The ability of making tools and using them is one of the many things that makes us special and the skills to use tools properly is what makes some of us elites.
As software engineers, interacting with Git is an important part of our daily life. These days Git is the de facto standard of version control systems and almost everyone uses it. Git is of one those special tools that every engineer has to be familiar with, since it's widely spread in the tech world. It will be a big surprise if you find a new project or company that is not using Git.
As a free software contributor, I spend all my professional career in FOSS communities and projects and proper use of Git seems so natural to me. But to my surprise, every now and the I witness how some "commercial engineers" (air quote) uses git and it makes me sad that in a commercial space which you get paid to build technology people do so poorly. After a lot of these type of incidents I've decided to put together a document to help improving my team's Git workflows. While there are plenty of reading materials up on the internet dedicated to Git best practices, I thought it might be useful to publish that document publicly to help others as well. For the lack of a better word I've chose the title "Git Etiquette". Following Git etiquette help teams to get more out of their git workflows and avoid frustration.
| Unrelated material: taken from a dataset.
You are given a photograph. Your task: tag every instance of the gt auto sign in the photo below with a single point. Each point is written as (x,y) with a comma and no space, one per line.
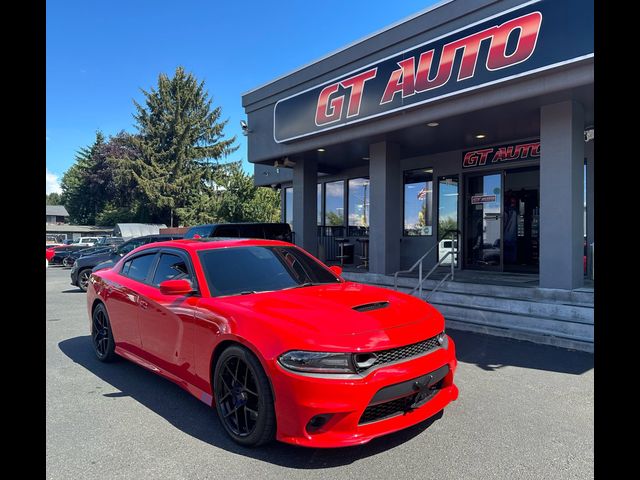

I'll try to keep it short and refer to essays from others who explained it much better that me. I borrowed some of the words from the others and I included most of them in the resources section to best of my ability, but since I wrote the original document so long ago and that suppose to be a private doc for few people some of the resources might have been lost.
Also, I'll add more items to the least overtime.
Commits are the building blocks of version controlling via Git. It's obvious that improving the commit quality will result in improvement in the overall quality of the repository.
Single purpose commits
Oftentimes engineers working on something get sidetracked into doing too many things when working on one particular thing like when you are trying to fix one particular bug and you spot another one, and you can’t resist the urge to fix that as well. And another one. Soon, it snowballs and you end up with so many changes all going together in one commit.
This is problematic, and it is better to keep commits as small and focused as possible for many reasons, including:
- It makes it easier for other people in the team looking at your change, making code reviews more efficient.
- If the commit has to be rolled back completely, it’s far easier to do so.
- It's straightforward to track these changes with your ticketing system.
- It helps you mentally parse changes you’ve made using git log.
A commit should be a wrapper for related changes. For example, fixing two different bugs should produce two separate commits. Small commits make it easier for other team members to understand the changes and roll them back if something went wrong. With tools like the staging area and the ability to stage only parts of a file, Git makes it easy to create very granular commits.
On many occasions we need to inspect the Git history to find something. A commit, specific changes, find clues about errors or even to find the engineer who made a certain change. I have bittersweet experience when it comes to dealing with commit messages in the Git history of projects. Let me demonstrate with real examples.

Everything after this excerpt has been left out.